Download or read book Encyclopedia of Algorithms written by Ming-Yang Kao and published by Springer Science & Business Media. This book was released on 2008-08-06 with total page 1200 pages. Available in PDF, EPUB and Kindle. Book excerpt: One of Springer’s renowned Major Reference Works, this awesome achievement provides a comprehensive set of solutions to important algorithmic problems for students and researchers interested in quickly locating useful information. This first edition of the reference focuses on high-impact solutions from the most recent decade, while later editions will widen the scope of the work. All entries have been written by experts, while links to Internet sites that outline their research work are provided. The entries have all been peer-reviewed. This defining reference is published both in print and on line.

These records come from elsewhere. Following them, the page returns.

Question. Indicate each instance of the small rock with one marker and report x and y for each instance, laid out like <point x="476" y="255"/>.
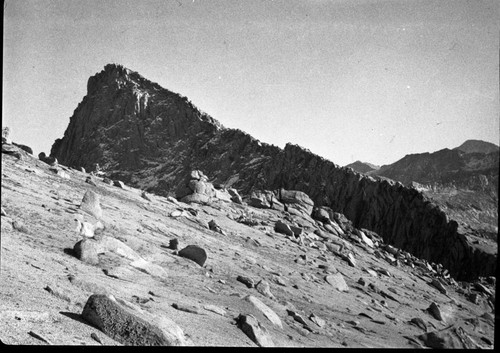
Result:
<point x="107" y="181"/>
<point x="90" y="181"/>
<point x="39" y="336"/>
<point x="254" y="330"/>
<point x="419" y="322"/>
<point x="279" y="281"/>
<point x="474" y="298"/>
<point x="371" y="272"/>
<point x="215" y="227"/>
<point x="434" y="310"/>
<point x="296" y="316"/>
<point x="268" y="312"/>
<point x="119" y="183"/>
<point x="95" y="337"/>
<point x="337" y="281"/>
<point x="19" y="226"/>
<point x="437" y="284"/>
<point x="173" y="244"/>
<point x="84" y="229"/>
<point x="87" y="250"/>
<point x="384" y="272"/>
<point x="91" y="204"/>
<point x="350" y="260"/>
<point x="188" y="308"/>
<point x="483" y="289"/>
<point x="317" y="320"/>
<point x="448" y="338"/>
<point x="246" y="281"/>
<point x="215" y="309"/>
<point x="488" y="317"/>
<point x="263" y="288"/>
<point x="146" y="196"/>
<point x="194" y="253"/>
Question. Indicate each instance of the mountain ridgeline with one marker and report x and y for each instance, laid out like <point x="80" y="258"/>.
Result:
<point x="149" y="137"/>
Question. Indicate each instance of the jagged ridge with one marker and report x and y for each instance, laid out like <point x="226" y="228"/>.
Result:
<point x="150" y="137"/>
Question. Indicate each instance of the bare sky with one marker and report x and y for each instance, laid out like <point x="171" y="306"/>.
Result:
<point x="349" y="80"/>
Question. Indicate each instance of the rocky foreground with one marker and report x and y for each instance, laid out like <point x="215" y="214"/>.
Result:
<point x="151" y="138"/>
<point x="86" y="260"/>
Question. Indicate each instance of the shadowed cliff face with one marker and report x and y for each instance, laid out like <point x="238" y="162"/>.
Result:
<point x="152" y="138"/>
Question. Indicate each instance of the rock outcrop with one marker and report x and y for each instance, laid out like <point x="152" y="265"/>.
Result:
<point x="166" y="137"/>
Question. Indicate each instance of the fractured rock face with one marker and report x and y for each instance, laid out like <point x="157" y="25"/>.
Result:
<point x="338" y="282"/>
<point x="296" y="199"/>
<point x="163" y="126"/>
<point x="268" y="312"/>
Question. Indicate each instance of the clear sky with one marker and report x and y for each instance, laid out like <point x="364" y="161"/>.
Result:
<point x="369" y="80"/>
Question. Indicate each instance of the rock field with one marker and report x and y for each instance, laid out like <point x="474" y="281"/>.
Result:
<point x="88" y="262"/>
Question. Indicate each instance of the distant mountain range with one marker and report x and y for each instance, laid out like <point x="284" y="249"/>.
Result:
<point x="362" y="167"/>
<point x="462" y="180"/>
<point x="151" y="138"/>
<point x="473" y="166"/>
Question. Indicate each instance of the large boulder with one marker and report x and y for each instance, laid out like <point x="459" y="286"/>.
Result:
<point x="47" y="159"/>
<point x="87" y="250"/>
<point x="194" y="253"/>
<point x="198" y="189"/>
<point x="262" y="199"/>
<point x="130" y="327"/>
<point x="255" y="330"/>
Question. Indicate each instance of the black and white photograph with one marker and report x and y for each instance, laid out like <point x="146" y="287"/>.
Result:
<point x="250" y="173"/>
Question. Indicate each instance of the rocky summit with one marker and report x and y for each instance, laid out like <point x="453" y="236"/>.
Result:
<point x="152" y="224"/>
<point x="151" y="138"/>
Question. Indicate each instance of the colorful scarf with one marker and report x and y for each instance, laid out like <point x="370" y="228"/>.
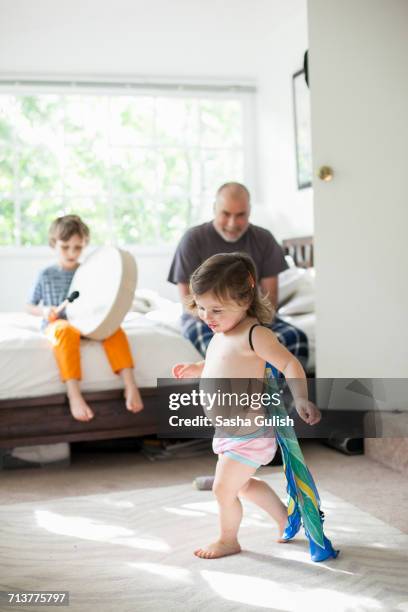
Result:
<point x="303" y="500"/>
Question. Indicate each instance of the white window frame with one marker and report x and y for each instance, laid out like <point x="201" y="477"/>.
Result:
<point x="245" y="92"/>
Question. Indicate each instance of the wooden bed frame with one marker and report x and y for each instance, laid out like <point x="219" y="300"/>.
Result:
<point x="47" y="419"/>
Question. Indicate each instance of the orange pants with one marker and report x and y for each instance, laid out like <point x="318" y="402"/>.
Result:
<point x="66" y="340"/>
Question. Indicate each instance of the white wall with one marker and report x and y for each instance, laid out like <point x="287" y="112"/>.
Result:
<point x="359" y="85"/>
<point x="257" y="40"/>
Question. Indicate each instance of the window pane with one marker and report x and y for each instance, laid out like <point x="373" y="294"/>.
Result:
<point x="37" y="213"/>
<point x="6" y="170"/>
<point x="38" y="121"/>
<point x="131" y="120"/>
<point x="219" y="168"/>
<point x="138" y="168"/>
<point x="133" y="171"/>
<point x="7" y="222"/>
<point x="38" y="170"/>
<point x="135" y="221"/>
<point x="221" y="122"/>
<point x="85" y="119"/>
<point x="86" y="169"/>
<point x="94" y="212"/>
<point x="173" y="212"/>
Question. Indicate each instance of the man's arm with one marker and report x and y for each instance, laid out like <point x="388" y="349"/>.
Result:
<point x="269" y="286"/>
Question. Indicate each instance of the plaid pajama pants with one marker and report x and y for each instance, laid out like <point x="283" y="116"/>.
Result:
<point x="293" y="338"/>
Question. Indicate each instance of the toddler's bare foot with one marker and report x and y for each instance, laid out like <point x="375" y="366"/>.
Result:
<point x="80" y="409"/>
<point x="218" y="549"/>
<point x="281" y="528"/>
<point x="133" y="399"/>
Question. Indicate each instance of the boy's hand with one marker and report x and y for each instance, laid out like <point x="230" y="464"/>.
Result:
<point x="308" y="411"/>
<point x="50" y="313"/>
<point x="187" y="370"/>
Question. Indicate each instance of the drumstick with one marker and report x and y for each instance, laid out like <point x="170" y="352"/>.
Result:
<point x="53" y="315"/>
<point x="71" y="298"/>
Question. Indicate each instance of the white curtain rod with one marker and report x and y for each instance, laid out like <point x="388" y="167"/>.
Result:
<point x="147" y="85"/>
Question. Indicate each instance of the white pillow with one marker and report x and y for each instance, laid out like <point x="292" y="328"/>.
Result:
<point x="289" y="282"/>
<point x="299" y="304"/>
<point x="303" y="301"/>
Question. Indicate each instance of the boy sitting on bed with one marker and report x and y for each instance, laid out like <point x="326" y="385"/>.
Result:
<point x="68" y="235"/>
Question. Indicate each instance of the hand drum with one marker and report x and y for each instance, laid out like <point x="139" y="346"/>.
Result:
<point x="106" y="283"/>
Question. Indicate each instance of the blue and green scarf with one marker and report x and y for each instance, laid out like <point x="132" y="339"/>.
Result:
<point x="303" y="498"/>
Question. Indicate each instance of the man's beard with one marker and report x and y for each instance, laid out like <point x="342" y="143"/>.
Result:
<point x="227" y="238"/>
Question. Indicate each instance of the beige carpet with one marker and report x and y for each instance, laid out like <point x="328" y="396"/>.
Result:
<point x="132" y="551"/>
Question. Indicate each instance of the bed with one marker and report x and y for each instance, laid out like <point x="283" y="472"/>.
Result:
<point x="33" y="404"/>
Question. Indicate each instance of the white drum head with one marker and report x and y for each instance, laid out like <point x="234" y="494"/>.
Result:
<point x="106" y="282"/>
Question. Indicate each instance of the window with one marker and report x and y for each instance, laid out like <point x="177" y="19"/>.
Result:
<point x="139" y="168"/>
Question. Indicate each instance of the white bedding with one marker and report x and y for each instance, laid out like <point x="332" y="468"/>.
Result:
<point x="28" y="367"/>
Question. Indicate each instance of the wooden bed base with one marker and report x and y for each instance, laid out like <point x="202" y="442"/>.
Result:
<point x="47" y="419"/>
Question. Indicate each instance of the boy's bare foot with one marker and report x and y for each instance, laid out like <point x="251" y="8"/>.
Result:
<point x="218" y="549"/>
<point x="80" y="409"/>
<point x="134" y="401"/>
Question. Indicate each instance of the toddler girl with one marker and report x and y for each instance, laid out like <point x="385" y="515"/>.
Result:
<point x="225" y="295"/>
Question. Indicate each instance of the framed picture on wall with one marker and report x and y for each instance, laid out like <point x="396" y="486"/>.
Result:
<point x="303" y="148"/>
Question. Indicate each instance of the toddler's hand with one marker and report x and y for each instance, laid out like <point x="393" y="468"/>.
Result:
<point x="186" y="370"/>
<point x="308" y="411"/>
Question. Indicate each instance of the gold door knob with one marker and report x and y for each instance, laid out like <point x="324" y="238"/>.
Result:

Book Design and Analysis of Algorithms

Download or read book Design and Analysis of Algorithms written by Guy Even and published by Springer. This book was released on 2012-11-27 with total page 270 pages. Available in PDF, EPUB and Kindle. Book excerpt: This book constitutes the refereed proceedings of the First Mediterranean Conference on Algorithms, MedAlg 2012, held in Kibbutz Ein Gedi, Israel, in December 2012. The 18 papers presented were carefully reviewed and selected from 44 submissions. The conference papers focus on the design, engineering, theoretical and experimental performance analysis of algorithms for problems arising in different areas of computation. Topics covered include: communications networks, combinatorial optimization and approximation, parallel and distributed computing, computer systems and architecture, economics, game theory, social networks and the World Wide Web.